The devastating storm is currently ripping through the Bahamas with 165 mph winds — down from 185 mph — and is inching its way closer the U.S. anticipated to hit Florida late Monday. Dorian has caused the waters to rise at least 20 feet higher than normal, ripping roofs off homes and tearing down power lines in it's path.
According to the New York Times, the eye of the storm is lingering over Grand Bahama Island right now as Florida braces for impact. Residents along the U.S. coastline have been encouraged to evacuate before the storm hits.
However, it is still unclear when and if Dorian will make landfall. As CNN points out, the National Hurricane Center's tracking has the storm around 110 miles east of West Palm Beach, Florida, and likely veering north over the next few days. If that turn starts soon enough, landfall won't occur and the U.S. coast will be rocked by the edges of the hurricane. However, the NHC's latest update finds the storm "dangerously close" to Florida by late Monday night.
Dorian made landfall in the Bahamas as a Category 5 hurricane — which is the highest rating on the Saffit-Simpson hurricane wind scale. It was the strongest hurricane in modern records to hit the northwestern Bahamas. Now, several people have taken to social media to express their frightened emotions.

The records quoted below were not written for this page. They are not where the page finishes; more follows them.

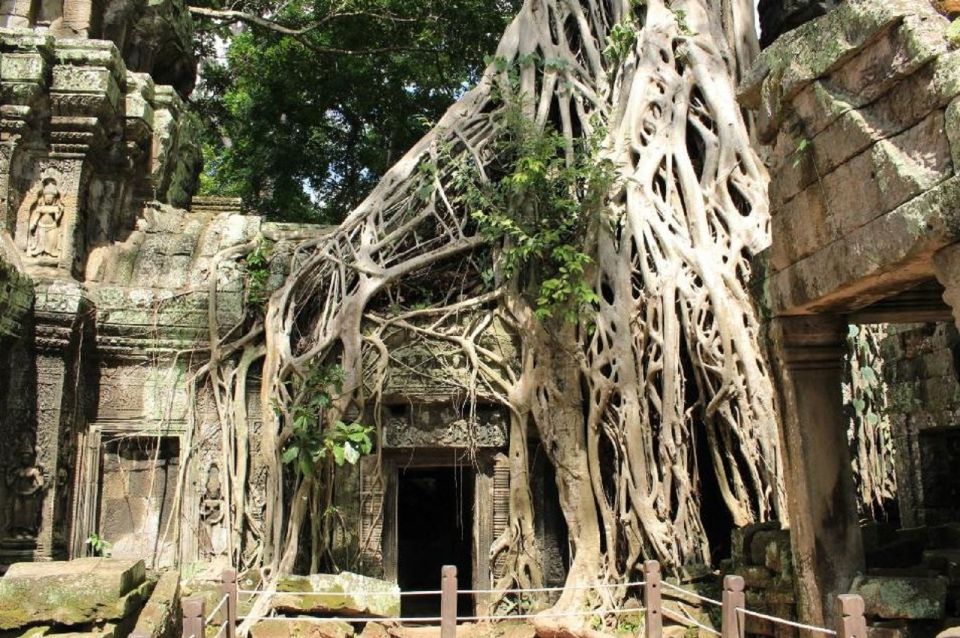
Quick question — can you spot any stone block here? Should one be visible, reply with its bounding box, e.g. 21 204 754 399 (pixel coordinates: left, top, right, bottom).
929 523 960 549
737 565 773 589
273 572 400 618
133 570 183 638
761 177 960 314
850 576 947 620
0 53 46 82
250 618 353 638
0 558 154 630
771 112 953 269
360 622 390 638
739 0 946 142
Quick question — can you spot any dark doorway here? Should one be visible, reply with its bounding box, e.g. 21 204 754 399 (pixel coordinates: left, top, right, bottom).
397 467 474 617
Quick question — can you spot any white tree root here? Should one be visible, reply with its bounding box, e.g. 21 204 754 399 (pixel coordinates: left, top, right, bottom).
188 0 784 635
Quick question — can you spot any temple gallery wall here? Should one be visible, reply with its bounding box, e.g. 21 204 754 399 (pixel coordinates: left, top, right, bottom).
0 0 960 636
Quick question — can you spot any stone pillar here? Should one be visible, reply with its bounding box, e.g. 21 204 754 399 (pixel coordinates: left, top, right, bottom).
35 282 88 559
0 0 36 29
757 0 838 47
770 315 864 626
0 32 52 236
63 0 103 38
933 244 960 330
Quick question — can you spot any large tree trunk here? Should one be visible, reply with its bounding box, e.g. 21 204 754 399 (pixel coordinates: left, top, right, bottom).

One Twitter user shared a slew of videos from the Abaco Islands in the northern Bahamas, showing flooded streets and damaged homes. She said that members of her family and friends are now left without homes after the devastating storm.

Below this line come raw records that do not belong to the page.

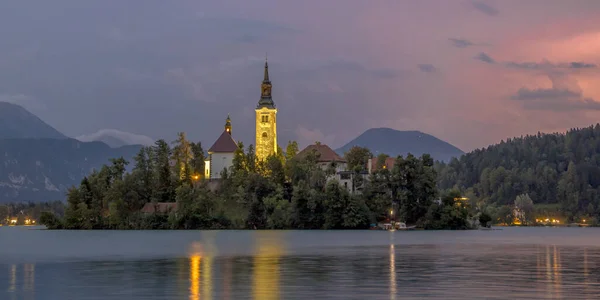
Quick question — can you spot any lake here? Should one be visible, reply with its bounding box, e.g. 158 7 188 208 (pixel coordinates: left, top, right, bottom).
0 227 600 300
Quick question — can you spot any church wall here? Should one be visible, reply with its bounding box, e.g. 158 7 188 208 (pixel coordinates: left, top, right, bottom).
210 153 233 179
254 107 277 160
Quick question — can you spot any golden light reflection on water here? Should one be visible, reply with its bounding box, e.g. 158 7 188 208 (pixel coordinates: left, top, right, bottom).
189 233 217 300
252 233 285 300
390 244 398 300
8 265 17 292
538 246 562 298
202 256 213 300
583 248 590 290
190 255 202 300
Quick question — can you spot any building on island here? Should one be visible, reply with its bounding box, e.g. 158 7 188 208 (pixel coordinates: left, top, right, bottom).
204 61 277 180
296 142 368 193
141 202 177 214
254 61 277 161
204 116 238 179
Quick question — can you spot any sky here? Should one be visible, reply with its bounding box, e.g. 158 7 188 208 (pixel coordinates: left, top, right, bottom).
0 0 600 151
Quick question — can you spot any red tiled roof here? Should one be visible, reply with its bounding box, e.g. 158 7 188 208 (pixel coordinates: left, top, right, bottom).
142 202 177 214
296 144 346 162
370 157 396 172
208 130 238 153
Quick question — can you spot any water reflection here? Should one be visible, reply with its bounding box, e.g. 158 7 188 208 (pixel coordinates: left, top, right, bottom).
190 254 202 300
5 231 600 300
390 244 398 300
252 232 284 300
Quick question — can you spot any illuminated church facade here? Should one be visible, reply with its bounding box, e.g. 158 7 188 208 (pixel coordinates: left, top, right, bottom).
204 61 278 179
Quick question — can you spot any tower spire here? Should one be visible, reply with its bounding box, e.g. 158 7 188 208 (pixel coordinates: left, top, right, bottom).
263 52 269 82
225 114 231 135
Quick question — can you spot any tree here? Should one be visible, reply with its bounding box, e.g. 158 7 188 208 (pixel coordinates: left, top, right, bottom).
479 212 492 228
496 205 514 225
190 142 206 178
173 132 194 184
557 161 581 221
154 140 175 202
344 146 373 172
515 194 534 225
324 180 349 229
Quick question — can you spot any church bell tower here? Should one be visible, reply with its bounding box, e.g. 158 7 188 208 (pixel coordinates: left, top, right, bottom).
255 55 277 161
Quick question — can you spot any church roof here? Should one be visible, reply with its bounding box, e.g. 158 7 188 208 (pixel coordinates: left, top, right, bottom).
208 130 238 153
296 144 346 162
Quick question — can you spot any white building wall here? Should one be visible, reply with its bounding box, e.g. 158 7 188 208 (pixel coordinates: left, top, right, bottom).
210 153 233 179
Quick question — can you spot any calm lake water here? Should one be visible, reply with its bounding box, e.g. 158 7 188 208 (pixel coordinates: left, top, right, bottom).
0 227 600 300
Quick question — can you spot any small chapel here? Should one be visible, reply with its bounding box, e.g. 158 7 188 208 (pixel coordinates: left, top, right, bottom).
204 60 277 180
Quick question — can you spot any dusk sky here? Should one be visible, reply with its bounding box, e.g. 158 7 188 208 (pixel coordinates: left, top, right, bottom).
0 0 600 151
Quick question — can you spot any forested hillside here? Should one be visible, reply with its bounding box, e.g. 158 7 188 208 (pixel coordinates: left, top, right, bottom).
437 124 600 218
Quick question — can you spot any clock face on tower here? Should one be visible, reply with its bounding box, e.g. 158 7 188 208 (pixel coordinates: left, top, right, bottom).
263 86 271 96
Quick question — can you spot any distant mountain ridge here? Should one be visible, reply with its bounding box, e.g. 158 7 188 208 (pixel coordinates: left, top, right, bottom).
0 139 141 203
75 129 155 148
0 102 141 204
335 128 464 161
0 102 68 139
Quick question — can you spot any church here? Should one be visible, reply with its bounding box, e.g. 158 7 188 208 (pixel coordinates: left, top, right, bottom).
204 61 277 179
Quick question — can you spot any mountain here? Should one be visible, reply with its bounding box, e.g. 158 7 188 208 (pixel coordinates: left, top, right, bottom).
76 129 154 148
0 102 67 139
335 128 464 161
0 139 141 203
437 124 600 220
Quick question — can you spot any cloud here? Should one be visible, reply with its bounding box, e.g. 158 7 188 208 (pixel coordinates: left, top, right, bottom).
75 129 154 146
475 52 496 64
418 64 437 73
295 126 335 147
568 62 598 69
512 88 581 100
511 72 600 112
504 60 598 70
298 59 403 79
448 38 475 48
0 94 47 110
471 1 500 17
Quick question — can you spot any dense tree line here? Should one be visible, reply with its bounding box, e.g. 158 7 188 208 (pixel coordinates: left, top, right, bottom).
0 201 65 225
436 124 600 222
43 133 472 229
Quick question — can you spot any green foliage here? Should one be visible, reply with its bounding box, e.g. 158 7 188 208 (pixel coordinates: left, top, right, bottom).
40 211 63 229
479 212 492 227
436 124 600 222
49 133 468 229
515 194 535 225
420 190 471 230
344 146 373 171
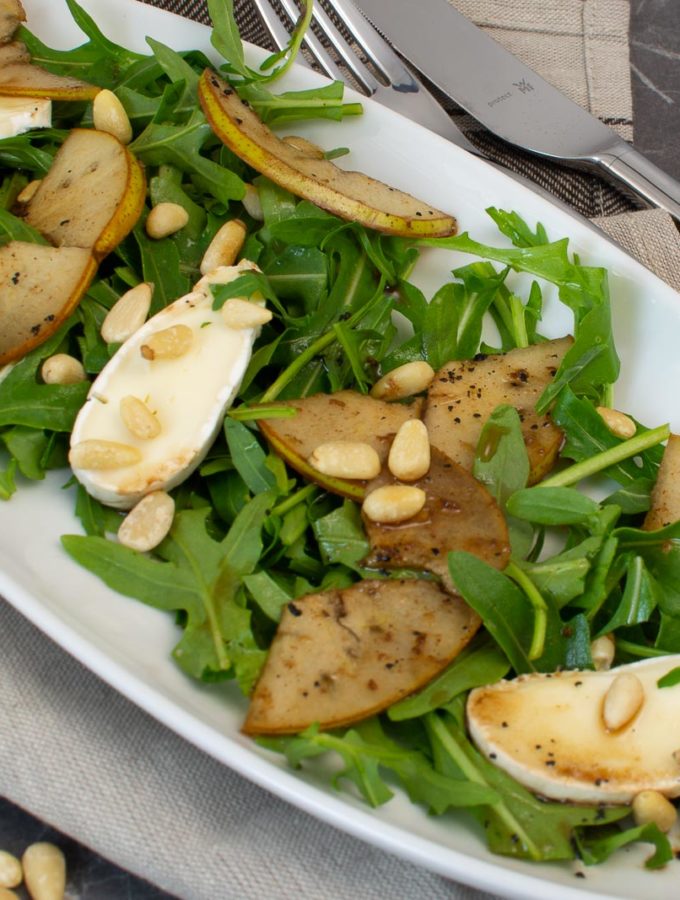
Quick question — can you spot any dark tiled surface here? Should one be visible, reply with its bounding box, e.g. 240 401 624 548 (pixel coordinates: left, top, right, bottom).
0 0 680 900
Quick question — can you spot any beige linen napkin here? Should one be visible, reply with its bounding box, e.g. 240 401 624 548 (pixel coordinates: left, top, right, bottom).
0 0 680 900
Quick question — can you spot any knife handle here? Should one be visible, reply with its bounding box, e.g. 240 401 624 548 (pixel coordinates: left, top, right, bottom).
598 146 680 222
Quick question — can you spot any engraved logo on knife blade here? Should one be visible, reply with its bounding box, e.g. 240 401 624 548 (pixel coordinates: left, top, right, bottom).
486 78 534 107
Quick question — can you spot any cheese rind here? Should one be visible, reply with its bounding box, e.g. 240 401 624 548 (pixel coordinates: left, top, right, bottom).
0 97 52 138
467 655 680 804
71 266 258 509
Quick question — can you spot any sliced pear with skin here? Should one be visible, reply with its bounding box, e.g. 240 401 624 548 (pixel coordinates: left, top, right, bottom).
467 655 680 803
0 0 26 44
258 390 422 501
24 128 146 259
424 337 573 484
0 241 97 366
363 447 510 592
0 62 101 100
198 69 457 238
243 579 479 734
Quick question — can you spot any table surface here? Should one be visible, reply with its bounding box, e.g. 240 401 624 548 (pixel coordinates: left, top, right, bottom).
5 0 680 900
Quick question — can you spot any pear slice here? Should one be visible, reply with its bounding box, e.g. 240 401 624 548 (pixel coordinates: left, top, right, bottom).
259 390 422 502
424 337 573 484
0 0 26 44
24 128 146 260
467 655 680 803
243 579 479 734
0 241 97 366
198 69 457 238
363 447 510 592
0 62 101 100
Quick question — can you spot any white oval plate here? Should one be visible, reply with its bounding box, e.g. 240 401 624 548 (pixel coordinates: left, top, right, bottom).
0 0 680 900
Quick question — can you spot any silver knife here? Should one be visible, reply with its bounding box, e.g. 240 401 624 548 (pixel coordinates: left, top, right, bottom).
355 0 680 221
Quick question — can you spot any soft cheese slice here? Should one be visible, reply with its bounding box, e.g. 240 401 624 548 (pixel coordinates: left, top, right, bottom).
0 97 52 138
71 262 259 509
467 655 680 803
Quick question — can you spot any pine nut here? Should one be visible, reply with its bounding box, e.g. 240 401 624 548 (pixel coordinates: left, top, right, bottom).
590 634 616 672
68 439 142 470
120 394 161 441
92 90 132 144
17 178 42 203
597 406 637 440
201 219 247 275
118 491 175 553
101 282 153 344
371 360 434 400
308 441 381 479
241 184 264 222
0 850 24 888
139 325 194 360
21 842 66 900
633 791 678 832
222 297 272 329
282 134 326 159
144 203 189 241
602 672 645 731
362 484 427 525
387 419 430 481
40 353 87 384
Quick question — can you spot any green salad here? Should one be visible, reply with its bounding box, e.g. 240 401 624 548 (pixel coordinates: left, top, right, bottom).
0 0 680 868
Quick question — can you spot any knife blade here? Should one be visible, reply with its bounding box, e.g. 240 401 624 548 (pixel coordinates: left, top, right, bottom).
355 0 680 221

Someone else wrote, "I have seen utter devastation here in Marsh Harbour. We are surrounded by water with no way out. Absolution devastation, there really are no words it is pure hell here on Marsh Harbour on Avoca Island in the northern part of the Bahamas."

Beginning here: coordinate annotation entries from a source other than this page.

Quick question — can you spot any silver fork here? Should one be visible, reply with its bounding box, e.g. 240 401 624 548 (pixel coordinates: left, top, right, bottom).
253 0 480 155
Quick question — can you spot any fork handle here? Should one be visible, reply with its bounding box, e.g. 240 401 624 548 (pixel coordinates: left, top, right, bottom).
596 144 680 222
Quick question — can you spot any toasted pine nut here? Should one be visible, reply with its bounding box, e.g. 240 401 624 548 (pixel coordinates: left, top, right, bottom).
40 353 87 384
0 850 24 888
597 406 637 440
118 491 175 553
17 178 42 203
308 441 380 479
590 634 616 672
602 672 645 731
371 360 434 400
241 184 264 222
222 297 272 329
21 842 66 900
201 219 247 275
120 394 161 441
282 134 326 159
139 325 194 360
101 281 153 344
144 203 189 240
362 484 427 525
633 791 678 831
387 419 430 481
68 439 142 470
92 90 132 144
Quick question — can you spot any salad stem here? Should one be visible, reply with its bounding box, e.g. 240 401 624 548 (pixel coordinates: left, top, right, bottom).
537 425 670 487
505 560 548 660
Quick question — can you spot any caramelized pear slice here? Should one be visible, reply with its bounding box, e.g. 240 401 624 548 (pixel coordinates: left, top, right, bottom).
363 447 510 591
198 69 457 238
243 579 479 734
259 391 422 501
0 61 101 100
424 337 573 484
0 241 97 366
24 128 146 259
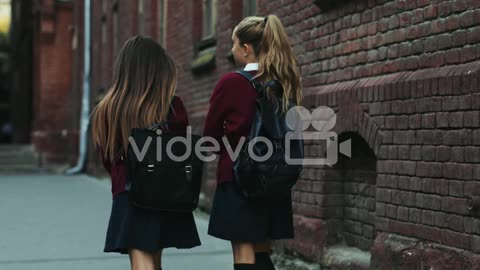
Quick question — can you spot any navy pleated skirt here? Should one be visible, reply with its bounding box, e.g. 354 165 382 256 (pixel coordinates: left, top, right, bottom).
208 182 294 243
104 192 200 254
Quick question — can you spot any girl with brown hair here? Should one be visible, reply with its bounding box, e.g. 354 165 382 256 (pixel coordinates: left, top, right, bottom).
204 15 302 270
91 36 200 270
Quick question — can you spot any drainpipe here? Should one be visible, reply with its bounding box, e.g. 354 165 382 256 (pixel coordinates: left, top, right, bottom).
65 0 91 175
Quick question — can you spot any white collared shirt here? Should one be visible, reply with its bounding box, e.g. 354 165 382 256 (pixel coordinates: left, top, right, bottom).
243 63 258 71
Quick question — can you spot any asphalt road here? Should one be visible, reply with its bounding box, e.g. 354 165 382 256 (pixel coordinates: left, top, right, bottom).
0 174 232 270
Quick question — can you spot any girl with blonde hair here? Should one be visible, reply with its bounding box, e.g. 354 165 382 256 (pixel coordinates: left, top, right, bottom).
204 15 302 270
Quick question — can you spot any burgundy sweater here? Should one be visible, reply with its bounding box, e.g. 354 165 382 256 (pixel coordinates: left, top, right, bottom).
203 71 257 184
99 97 188 196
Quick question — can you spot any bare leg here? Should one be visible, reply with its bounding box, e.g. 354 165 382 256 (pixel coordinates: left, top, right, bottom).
232 242 255 264
128 249 156 270
154 250 162 270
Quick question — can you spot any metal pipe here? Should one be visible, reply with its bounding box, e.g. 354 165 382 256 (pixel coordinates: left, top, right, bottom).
65 0 91 175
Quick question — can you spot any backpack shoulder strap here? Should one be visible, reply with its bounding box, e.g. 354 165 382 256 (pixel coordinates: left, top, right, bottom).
235 70 263 92
148 96 175 130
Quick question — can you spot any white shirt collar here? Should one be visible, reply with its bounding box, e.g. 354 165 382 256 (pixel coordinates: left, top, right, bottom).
243 63 258 71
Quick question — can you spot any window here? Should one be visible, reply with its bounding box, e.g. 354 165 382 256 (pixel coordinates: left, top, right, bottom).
101 0 108 44
138 0 145 35
202 0 217 39
158 0 168 48
243 0 257 17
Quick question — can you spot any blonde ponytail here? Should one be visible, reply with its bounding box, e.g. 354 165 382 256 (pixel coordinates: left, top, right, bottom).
235 15 302 112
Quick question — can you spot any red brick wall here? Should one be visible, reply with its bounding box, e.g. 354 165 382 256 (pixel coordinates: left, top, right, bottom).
32 1 77 164
87 0 480 269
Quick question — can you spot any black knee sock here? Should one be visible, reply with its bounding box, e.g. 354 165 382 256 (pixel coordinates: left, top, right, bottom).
255 252 275 270
233 263 257 270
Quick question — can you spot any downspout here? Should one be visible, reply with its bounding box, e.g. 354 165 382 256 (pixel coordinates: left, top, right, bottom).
65 0 91 175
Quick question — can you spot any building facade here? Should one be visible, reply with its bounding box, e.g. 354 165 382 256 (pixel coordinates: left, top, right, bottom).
11 0 480 269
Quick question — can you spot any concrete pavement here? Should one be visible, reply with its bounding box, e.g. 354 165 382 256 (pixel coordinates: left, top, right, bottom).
0 174 233 270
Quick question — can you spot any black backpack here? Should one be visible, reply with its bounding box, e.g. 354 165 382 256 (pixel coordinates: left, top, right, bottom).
125 96 203 212
233 71 304 201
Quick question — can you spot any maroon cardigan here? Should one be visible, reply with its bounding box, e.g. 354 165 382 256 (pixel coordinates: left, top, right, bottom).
99 97 188 196
203 71 257 184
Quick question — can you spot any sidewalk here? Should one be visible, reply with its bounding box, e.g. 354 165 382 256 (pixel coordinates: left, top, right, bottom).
0 174 232 270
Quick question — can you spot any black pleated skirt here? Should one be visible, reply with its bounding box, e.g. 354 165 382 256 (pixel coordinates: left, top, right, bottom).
208 182 294 243
104 192 200 254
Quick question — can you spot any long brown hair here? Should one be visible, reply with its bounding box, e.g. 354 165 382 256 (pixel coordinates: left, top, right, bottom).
91 36 177 161
234 15 302 112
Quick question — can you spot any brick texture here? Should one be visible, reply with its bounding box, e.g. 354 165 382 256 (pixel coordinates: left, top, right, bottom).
84 0 480 269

The National Hurricane Center gave out a recent forecast of Dorian, stating, "Dorian has slowed down even more and is now moving toward the west of 270 degrees at 4 kt. the steering currents are collapsing and Dorian is expected to slow down a little more, prolonging its catastrophic effects in the northwestern Bahamas. The NHC forecast calls for a slow west to west-northwest motion during the next 48 hours. A turn to the north and northeast with a gradual increase in forward speed is expected thereafter, as the mid-level trough over the eastern United States deepens."
Several states along the eastern coast are now being evacuated. According to CBS News, South Carolina governor Henry McMaster ordered an evacuation of the state's entire coastline — which is totals out to be 830,000 people. Georgia's governor, Brian Kemp, requested the same thing, along with Florida state officials, who have ordered evacuations in some parts of the Sunshine State. North Carolina's governor, Roy Cooper, has warned his state of heavy rain, winds and floods that are expected a little later in the week.